Themen wie UFOs und Sekten sind nichts Neues in dieser Serie. Allerdings kriegt man mich mit UFO-Storys doch jedes Mal recht leicht und so fand ich diese Folge gar nicht mal so verkehrt. Der Einstieg ist sommerlich und fröhlich geraten, da ist Leben drin und das macht auf Anhieb Laune.
Die erste spannende Szene lässt nicht lange auf sich warten und auch wenn man sich an mancher Stelle verzweifelt die Haare raufen möchte, weil sie reichlich überzogen daherkommt, so wird es zumindest nicht langweilig.
Auch der weitere Verlauf hat mich ganz gut unterhalten. Genau wie TKKG weiß man zwar schnell, wo der Hase langläuft und wer hier sein falsches Spiel spielt, aber es macht dennoch Laune zu verfolgen, wie die Freunde versuchen, gewissen Leuten das Handwerk zu legen und weitere Untaten zu verhindern. Das Geschehen läuft flüssig und zügig ab und wenn man nicht allzu sehr auf Details achtet, die einmal mehr nicht sonderlich stimmig und glaubhaft graten sind, dann kann man an der Geschichte durchaus Spass haben. Einzig ein bisschen mehr schaurige Stimmung hätte ich mir gewünscht. Immerhin gibt es die eine oder andere Szene, die dafür getaugt hätte.

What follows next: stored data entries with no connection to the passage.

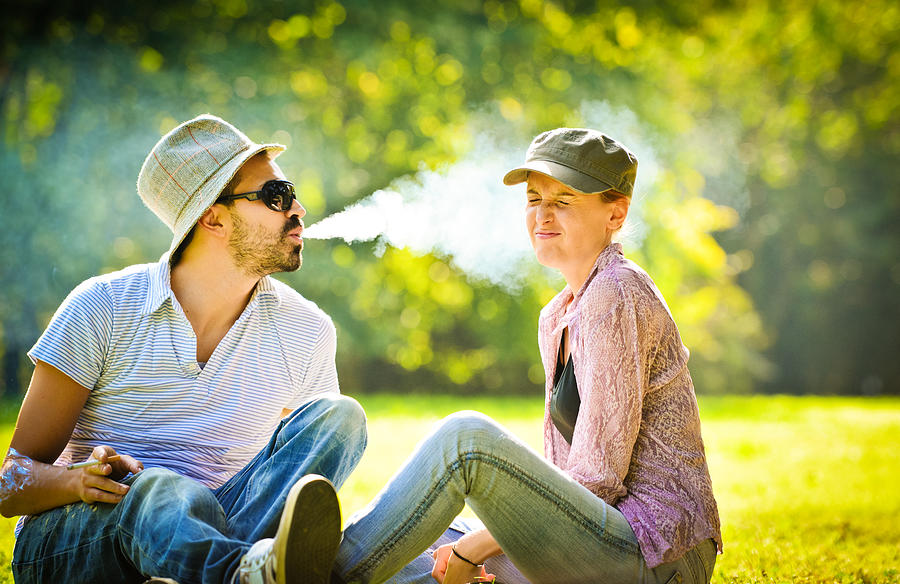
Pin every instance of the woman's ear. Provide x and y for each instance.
(619, 213)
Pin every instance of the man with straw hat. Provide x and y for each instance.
(200, 393)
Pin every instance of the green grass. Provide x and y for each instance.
(808, 487)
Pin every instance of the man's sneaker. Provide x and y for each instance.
(306, 544)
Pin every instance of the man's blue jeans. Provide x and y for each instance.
(171, 526)
(549, 526)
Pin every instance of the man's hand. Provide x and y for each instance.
(96, 484)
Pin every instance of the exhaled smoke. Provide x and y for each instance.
(467, 214)
(464, 213)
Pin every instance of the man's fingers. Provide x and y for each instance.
(92, 495)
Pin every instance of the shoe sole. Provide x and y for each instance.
(309, 533)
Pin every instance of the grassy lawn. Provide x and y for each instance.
(808, 488)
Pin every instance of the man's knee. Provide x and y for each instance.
(163, 487)
(338, 412)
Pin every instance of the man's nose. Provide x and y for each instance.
(296, 209)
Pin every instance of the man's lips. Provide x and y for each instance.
(296, 235)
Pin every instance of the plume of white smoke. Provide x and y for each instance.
(465, 213)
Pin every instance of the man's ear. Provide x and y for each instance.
(215, 221)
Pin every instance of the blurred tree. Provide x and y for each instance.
(779, 112)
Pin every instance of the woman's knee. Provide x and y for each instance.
(468, 426)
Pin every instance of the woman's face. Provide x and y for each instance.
(568, 228)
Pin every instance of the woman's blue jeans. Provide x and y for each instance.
(549, 526)
(171, 526)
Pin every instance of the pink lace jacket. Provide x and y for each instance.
(636, 443)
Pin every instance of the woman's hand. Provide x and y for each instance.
(449, 569)
(96, 484)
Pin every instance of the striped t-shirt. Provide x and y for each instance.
(125, 338)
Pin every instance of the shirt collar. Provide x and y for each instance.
(557, 305)
(160, 287)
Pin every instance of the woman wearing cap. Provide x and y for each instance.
(624, 493)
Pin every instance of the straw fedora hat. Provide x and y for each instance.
(186, 171)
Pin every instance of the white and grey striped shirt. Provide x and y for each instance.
(125, 338)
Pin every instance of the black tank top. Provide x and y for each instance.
(564, 401)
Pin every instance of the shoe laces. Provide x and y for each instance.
(258, 564)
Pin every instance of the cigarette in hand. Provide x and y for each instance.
(92, 462)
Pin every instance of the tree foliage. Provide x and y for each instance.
(768, 222)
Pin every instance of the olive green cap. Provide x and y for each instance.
(583, 159)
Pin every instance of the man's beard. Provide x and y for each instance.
(260, 252)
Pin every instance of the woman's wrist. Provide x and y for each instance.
(465, 559)
(476, 547)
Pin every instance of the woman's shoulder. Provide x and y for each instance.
(621, 282)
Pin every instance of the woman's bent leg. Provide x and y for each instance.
(419, 570)
(550, 527)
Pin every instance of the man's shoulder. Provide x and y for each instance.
(117, 283)
(293, 305)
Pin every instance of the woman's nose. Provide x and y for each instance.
(544, 213)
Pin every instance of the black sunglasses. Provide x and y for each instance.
(277, 194)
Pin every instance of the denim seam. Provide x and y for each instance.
(143, 552)
(394, 538)
(60, 553)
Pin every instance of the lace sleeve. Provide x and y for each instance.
(611, 367)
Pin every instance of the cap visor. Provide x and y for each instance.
(570, 177)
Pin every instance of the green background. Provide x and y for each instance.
(767, 131)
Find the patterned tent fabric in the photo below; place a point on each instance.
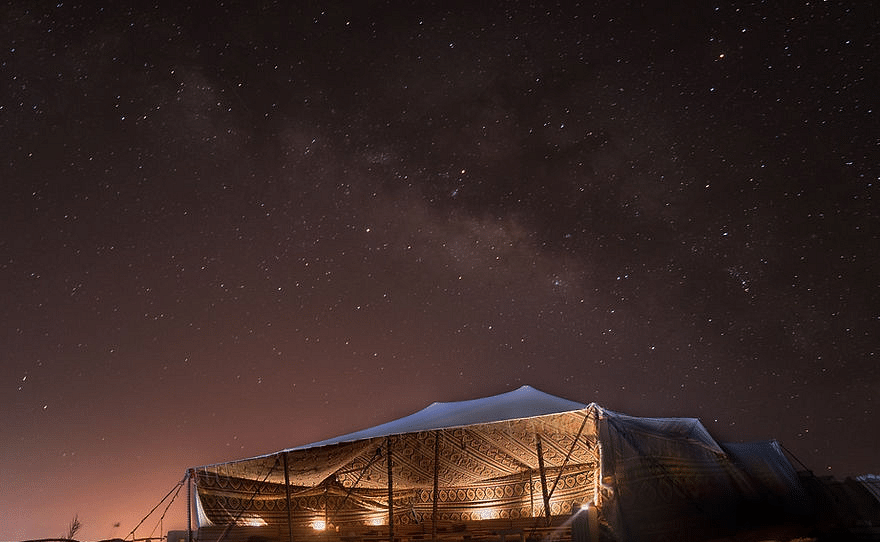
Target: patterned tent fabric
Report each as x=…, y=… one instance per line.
x=495, y=459
x=485, y=471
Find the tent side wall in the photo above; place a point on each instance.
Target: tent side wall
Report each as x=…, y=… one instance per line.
x=485, y=472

Daniel Weltbat gibt als Eckbert Setzfand eine ordentliche Figur ab und hält für diese Rolle alle erforderlichen Tonlagen bereit. Mal verzweifelt, dann wieder völlig verbohrt im UFO-Glauben. Herma Koehn hat nur einen kurzen Auftritt, gestaltet diesen aber sehr markant. Stephan Schad gelingt es dagegen nicht, seiner Figur, dem Kommissar Schalavsky, besonderen Charakter zu verleihen. Und wieso es den kleinen Moritz braucht, gesprochen von Bruno Harder, habe ich beim besten Willen nicht verstanden. Nur weil er der Sohnemann von Rhea Harder ist?

Musik und Geräusche verdienen schon alleine dafür ein Kompliment, wie sie die Ankunft des UFOs in Szene setzen. Auch sonst gibt es in dieser Hinsicht nichts weiter zu beanstanden.

Das Cover zeigt genau diese Szene und damit weiß man als Betrachter direkt, womit man es in dieser Folge zu tun bekommt. Ein gut gewähltes Motiv, das auch direkt einen Schuss Atmosphäre mitbringt.

Fazit:  Zumindest mich kriegt man mit UFO-Geschichten immer. Mir hat diese Folge gut gefallen. Es geht flugs zur Sache und wird auch später nie langweilig. Auf Details darf man nicht so genau schauen, da ist das eine oder andere schon mal etwas überzogen oder unlogisch, doch das konnte ich angesichts des Rests verschmerzen.